The Supreme Court said it was constitutionally impermissible for a Chaplain to instruct a child in a religion other than it own without the knowledge and consent of the parents.

In 1998 Justice Barrington stated in the Campaign case that:

“The Community and the Comprehensive Schools are an attempt to make post-primary education available to all the children of Ireland irrespective of their means. They involve a vast increase in the number of children receiving post-primary education and a corresponding increase in the number of post-primary teachers most of whom as lay people. In community schools it is no longer practicable to combine religious and academic education in the way that a religious order might have done in the post. …”(Campaign to Separate Church and State v Minister for Education – Supreme court 1998, page 27)

The Supreme Court judgement didn’t stop Community and Comprehensive schools from combining religion with  academic subjects. Community schools have a shared patronage between an ETB and a religious body.  Comprehensive schools have a shared patronage between the Department of Education, religious trustees and various ETBs. Church and State used the Supreme Court judgement to tighten religious influence in these schools and just ignored key elements of the judgement.

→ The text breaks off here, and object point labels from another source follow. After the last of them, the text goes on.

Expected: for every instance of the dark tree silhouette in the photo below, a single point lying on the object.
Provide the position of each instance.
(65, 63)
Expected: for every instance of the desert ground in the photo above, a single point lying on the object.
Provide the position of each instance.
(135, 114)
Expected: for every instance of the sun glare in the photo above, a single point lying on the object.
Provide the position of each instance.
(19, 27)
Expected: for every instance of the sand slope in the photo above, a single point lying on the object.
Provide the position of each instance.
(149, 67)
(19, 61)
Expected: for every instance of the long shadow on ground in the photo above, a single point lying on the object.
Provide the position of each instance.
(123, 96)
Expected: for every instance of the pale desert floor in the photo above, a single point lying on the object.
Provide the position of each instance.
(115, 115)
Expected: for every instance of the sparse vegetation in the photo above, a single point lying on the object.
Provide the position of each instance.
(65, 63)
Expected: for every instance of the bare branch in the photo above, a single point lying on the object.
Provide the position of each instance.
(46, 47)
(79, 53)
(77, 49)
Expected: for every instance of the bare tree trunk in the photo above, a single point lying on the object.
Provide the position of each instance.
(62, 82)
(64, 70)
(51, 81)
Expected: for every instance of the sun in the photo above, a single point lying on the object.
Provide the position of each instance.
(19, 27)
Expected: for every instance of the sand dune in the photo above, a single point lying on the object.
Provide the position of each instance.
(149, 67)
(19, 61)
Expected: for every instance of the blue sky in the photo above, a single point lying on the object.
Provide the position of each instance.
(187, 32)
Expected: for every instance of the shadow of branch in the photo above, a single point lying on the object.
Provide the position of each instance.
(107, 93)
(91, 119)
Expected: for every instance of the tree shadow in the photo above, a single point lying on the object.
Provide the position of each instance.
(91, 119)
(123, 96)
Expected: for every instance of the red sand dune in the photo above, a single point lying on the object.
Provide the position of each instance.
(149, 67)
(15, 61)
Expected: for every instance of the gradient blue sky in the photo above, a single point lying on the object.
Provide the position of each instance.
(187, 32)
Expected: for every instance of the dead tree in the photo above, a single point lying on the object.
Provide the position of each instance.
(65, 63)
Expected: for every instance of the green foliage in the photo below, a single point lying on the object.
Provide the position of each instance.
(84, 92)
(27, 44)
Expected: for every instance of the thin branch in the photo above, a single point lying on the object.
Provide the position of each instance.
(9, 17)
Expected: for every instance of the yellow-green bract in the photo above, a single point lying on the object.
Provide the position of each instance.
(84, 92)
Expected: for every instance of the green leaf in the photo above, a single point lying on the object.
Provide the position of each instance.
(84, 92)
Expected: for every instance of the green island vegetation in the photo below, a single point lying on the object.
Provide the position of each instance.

Ethos in the General Atmosphere of the School

The Supreme Court in the Campaign case also said that:

“The Constitution therefore distinguishes between religious “education” and religious “instruction” – the former being the much wider term. A child who attends a school run by a religious denomination different from his own may have a constitutional right not to attend religious instruction at that school but the Constitution cannot protect him from being influenced, to some degree, by the religious “ethos” of the school. A religious denomination is not obliged to change the general atmosphere of its school merely to accommodate a child of a different religious persuasion who wishes to attend that school.” (page 26)

The Supreme Court recognised that Community and Comprehensive schools can have a religious ethos, but only in the general atmosphere of the school, as they went on to say that it was no longer practicable to combine religious and academic education in the way that a religious order might have done in the past. This ethos “in the general atmosphere of the school” can only influence children to “some degree” if their parents choose to send them to that school. The general atmosphere of the school is not the same thing as combining religion and academic subjects.

Community and Comprehensive schools are supposed to be the alternative to denominational schools and are presented as such. The Supreme Court also said that they were open to all children. Many parents have no alternative but to send their children to ETB Community and Comprehensive schools because the only other choice is a Catholic school.

The Department of Education has no guidelines in place to give practical application to the judgement in the Campaign case that the religious ethos in the general atmosphere of the school can only influence children to “some degree”.  It seems that “some degree” can mean anything, and especially when state policy is to evangelise and promote values through religion.

The Supreme Court use of the phrase “to some degree” is a restraint on religious influence in Community and Comprehensive schools not a licence to indoctrinate. Church and State have used the Campaign judgement as support for integrating religion into academic subjects in ETB schools as well as denominational schools.

At one stage ETBS were paying Accord, a Catholic charity, to deliver relationship and sexuality education.  See more info on that here.

The Catholic practice of integrating religion into academic subjects is normalised in many ETB schools and also Comprehensive schools. Research commissioned by the ETBI, called “That’s how it works here’: The place of religion in publicly managed second-level schools in Ireland,” outlines how religion is not only part of the general atmosphere of the school but is combined with academic subjects.

Today, over twenty years later, ignoring the Supreme Court decision in the Campaign case continues.